The study used isolated, perfused livers from fed rats to examine the effects of SCFAs on oxidative phosphorylation. The researchers monitored ATP synthesis rates by measuring ATP loss after inhibiting cytochrome oxidase and glyceraldehyde 3-phosphate dehydrogenase. They employed 31P nuclear magnetic resonance to estimate ATP flux and measured liver respiration to calculate the ATP/O ratio. The experimental setup included perfusion with butyrate, acetate, and octanoate at 3 mmol/L concentrations. The ATP turnover was quantified in micromoles per minute per gram of liver tissue. Mitochondrial oxygen consumption was also recorded to assess metabolic activity. The study compared ATP/O ratios across different SCFA conditions to determine their impact on oxidative phosphorylation. This approach allowed the researchers to evaluate how each SCFA affects hepatic energy production.

Main Results:

The ATP turnover rate was significantly lower in the presence of butyrate (0.40 ± 0.10 micromoles/min.g) and octanoate (0.56 ± 0.10 micromoles/min.g) compared to control (1.09 ± 0.13 micromoles/min.g). Acetate perfusion did not cause a significant decrease (0.76 ± 0.10 micromoles/min.g). Mitochondrial oxygen consumption remained unchanged with acetate but increased significantly with butyrate and octanoate. The ATP/O ratio was notably reduced with butyrate (0.07 ± 0.02) and octanoate (0.09 ± 0.02) compared to control (0.30 ± 0.05). Acetate perfusion resulted in an ATP/O ratio of 0.20 ± 0.02, which was not significantly different from control. These findings suggest that butyrate and octanoate decrease ATP synthesis rates. The observed changes in ATP/O ratio indicate altered oxidative phosphorylation efficiency. These results support the hypothesis that butyrate affects hepatic metabolism similarly to longer-chain fatty acids.

Conclusions:

The authors propose that butyrate reduces the rate of ATP synthesis in perfused liver tissue from fed rats.
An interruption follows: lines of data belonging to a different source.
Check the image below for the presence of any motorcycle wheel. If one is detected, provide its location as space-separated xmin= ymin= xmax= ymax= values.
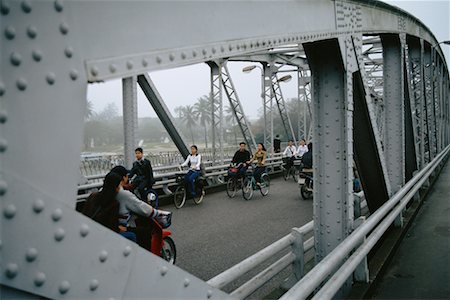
xmin=161 ymin=236 xmax=177 ymax=265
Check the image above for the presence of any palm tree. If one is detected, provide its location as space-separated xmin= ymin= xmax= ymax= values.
xmin=194 ymin=96 xmax=212 ymax=148
xmin=181 ymin=105 xmax=196 ymax=144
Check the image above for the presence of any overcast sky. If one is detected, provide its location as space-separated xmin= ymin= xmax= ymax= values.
xmin=87 ymin=0 xmax=450 ymax=118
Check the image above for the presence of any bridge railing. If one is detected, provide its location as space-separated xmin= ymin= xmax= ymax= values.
xmin=280 ymin=146 xmax=450 ymax=300
xmin=77 ymin=154 xmax=283 ymax=202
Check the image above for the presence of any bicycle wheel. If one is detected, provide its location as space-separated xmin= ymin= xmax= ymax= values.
xmin=227 ymin=177 xmax=238 ymax=198
xmin=242 ymin=177 xmax=253 ymax=200
xmin=173 ymin=186 xmax=186 ymax=208
xmin=259 ymin=173 xmax=270 ymax=196
xmin=161 ymin=236 xmax=177 ymax=265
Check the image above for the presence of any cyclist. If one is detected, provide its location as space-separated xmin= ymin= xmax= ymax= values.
xmin=181 ymin=145 xmax=202 ymax=197
xmin=283 ymin=140 xmax=297 ymax=170
xmin=297 ymin=139 xmax=308 ymax=157
xmin=247 ymin=143 xmax=267 ymax=185
xmin=231 ymin=142 xmax=252 ymax=175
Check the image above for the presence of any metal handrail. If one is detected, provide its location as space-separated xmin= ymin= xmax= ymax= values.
xmin=280 ymin=145 xmax=450 ymax=300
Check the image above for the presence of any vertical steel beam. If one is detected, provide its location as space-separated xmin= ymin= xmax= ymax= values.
xmin=221 ymin=62 xmax=256 ymax=151
xmin=304 ymin=39 xmax=353 ymax=278
xmin=122 ymin=76 xmax=138 ymax=168
xmin=263 ymin=64 xmax=274 ymax=154
xmin=381 ymin=34 xmax=405 ymax=196
xmin=208 ymin=61 xmax=224 ymax=162
xmin=137 ymin=74 xmax=189 ymax=158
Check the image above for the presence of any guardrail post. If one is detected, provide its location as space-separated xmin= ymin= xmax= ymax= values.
xmin=291 ymin=228 xmax=305 ymax=281
xmin=353 ymin=216 xmax=369 ymax=283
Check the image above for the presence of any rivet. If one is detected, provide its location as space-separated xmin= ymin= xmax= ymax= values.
xmin=27 ymin=26 xmax=37 ymax=39
xmin=89 ymin=279 xmax=99 ymax=291
xmin=127 ymin=60 xmax=133 ymax=70
xmin=0 ymin=138 xmax=8 ymax=152
xmin=5 ymin=263 xmax=19 ymax=279
xmin=91 ymin=67 xmax=98 ymax=76
xmin=16 ymin=78 xmax=28 ymax=91
xmin=34 ymin=272 xmax=47 ymax=286
xmin=5 ymin=26 xmax=16 ymax=40
xmin=64 ymin=46 xmax=73 ymax=58
xmin=25 ymin=248 xmax=38 ymax=262
xmin=10 ymin=52 xmax=22 ymax=66
xmin=59 ymin=22 xmax=69 ymax=34
xmin=0 ymin=180 xmax=8 ymax=196
xmin=58 ymin=280 xmax=70 ymax=294
xmin=55 ymin=228 xmax=66 ymax=242
xmin=69 ymin=70 xmax=78 ymax=80
xmin=98 ymin=250 xmax=108 ymax=262
xmin=0 ymin=1 xmax=9 ymax=15
xmin=55 ymin=0 xmax=64 ymax=12
xmin=184 ymin=278 xmax=191 ymax=287
xmin=45 ymin=72 xmax=56 ymax=85
xmin=52 ymin=208 xmax=62 ymax=222
xmin=31 ymin=50 xmax=42 ymax=62
xmin=123 ymin=246 xmax=131 ymax=257
xmin=33 ymin=199 xmax=45 ymax=214
xmin=20 ymin=0 xmax=31 ymax=13
xmin=3 ymin=204 xmax=17 ymax=219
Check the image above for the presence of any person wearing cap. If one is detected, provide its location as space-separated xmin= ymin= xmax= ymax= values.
xmin=111 ymin=166 xmax=172 ymax=255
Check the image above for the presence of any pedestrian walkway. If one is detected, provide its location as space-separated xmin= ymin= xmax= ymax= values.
xmin=372 ymin=161 xmax=450 ymax=299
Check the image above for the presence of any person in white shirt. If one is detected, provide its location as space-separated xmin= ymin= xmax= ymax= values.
xmin=181 ymin=145 xmax=202 ymax=197
xmin=297 ymin=139 xmax=308 ymax=157
xmin=283 ymin=140 xmax=297 ymax=169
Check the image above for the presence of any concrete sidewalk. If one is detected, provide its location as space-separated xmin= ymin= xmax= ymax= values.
xmin=371 ymin=160 xmax=450 ymax=299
This effect is reflected in a lower ATP/O ratio compared to control conditions. The findings suggest that butyrate behaves similarly to longer-chain fatty acids in terms of hepatic metabolic impact. The study does not claim that butyrate is essential for liver function but highlights its potential to alter energy production. The observed decrease in ATP turnover and ATP/O ratio indicates a shift in oxidative phosphorylation efficiency. The authors do not suggest that butyrate is harmful but emphasize the need to consider its metabolic effects in therapeutic or nutritional strategies. The results support the idea that SCFAs may influence liver metabolism when present in large quantities. These findings may inform future studies on the role of SCFAs in hepatic energy metabolism.

The authors suggest that butyrate alters hepatic energy production and should be considered in therapeutic or nutritional strategies involving SCFAs.